If an individual has a superannuation account when they die, the trustee of the super fund will generally pay the deceased individual’s superannuation interests – accumulation and retirement phase interests – as a death benefit lump sum to a beneficiary.
Superannuation death benefits can be cashed:
- to a beneficiary or beneficiaries as superannuation lump sums that are paid out of the superannuation system, or
- to a dependant beneficiary or beneficiaries as superannuation income streams that are retained in the superannuation system, or
- to a dependant beneficiary or beneficiaries using a combination of the two.
When a death benefit income stream is paid to a dependant beneficiary, a credit arises in the beneficiaries transfer balance account. This may cause the dependant beneficiary to exceed their transfer balance cap.
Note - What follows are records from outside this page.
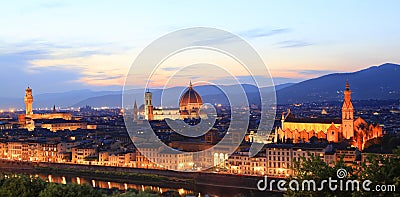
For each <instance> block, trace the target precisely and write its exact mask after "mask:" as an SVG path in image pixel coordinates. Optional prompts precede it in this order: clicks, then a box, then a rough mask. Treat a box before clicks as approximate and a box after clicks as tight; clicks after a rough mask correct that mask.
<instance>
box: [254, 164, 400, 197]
mask: <svg viewBox="0 0 400 197" xmlns="http://www.w3.org/2000/svg"><path fill="white" fill-rule="evenodd" d="M336 176H337V179H336V178H332V177H329V178H328V179H327V180H321V181H318V183H317V181H315V180H300V181H299V180H297V179H292V180H290V181H289V182H288V181H287V180H284V179H282V180H279V181H277V180H275V179H271V180H268V178H267V176H265V177H264V179H261V180H259V181H258V182H257V189H258V190H260V191H274V190H275V191H287V190H288V189H289V190H292V191H313V192H316V191H323V190H326V189H328V190H330V191H333V192H334V191H360V190H363V191H367V192H369V191H375V192H394V191H396V186H395V185H375V186H373V182H372V181H370V180H368V179H367V180H363V181H359V180H351V179H347V180H345V179H344V178H346V177H347V171H346V170H345V169H342V168H341V169H338V170H337V171H336Z"/></svg>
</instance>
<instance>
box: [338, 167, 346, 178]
mask: <svg viewBox="0 0 400 197" xmlns="http://www.w3.org/2000/svg"><path fill="white" fill-rule="evenodd" d="M336 176H337V177H338V178H339V179H342V178H345V177H347V170H345V169H343V168H340V169H338V170H337V171H336Z"/></svg>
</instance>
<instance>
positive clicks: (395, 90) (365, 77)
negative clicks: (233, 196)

In this case the beneficiary can choose to reduce their transfer balance account by commuting the death benefit income stream fully or partially. When this happens, the commuted amount will need to be cashed out as a lump sum and paid to the individual – rather than being kept in an accumulation account – due to the rules relating to the payment of death benefits.
Reversionary superannuation income streams
A death benefit can either be reversionary or non-reversionary.
Reversionary death benefit income streams are superannuation income streams that revert to a reversionary beneficiary automatically upon the member’s death.
A non-reversionary death benefit income stream, on the other hand, is a superannuation income stream created and paid to the dependant beneficiary or beneficiaries.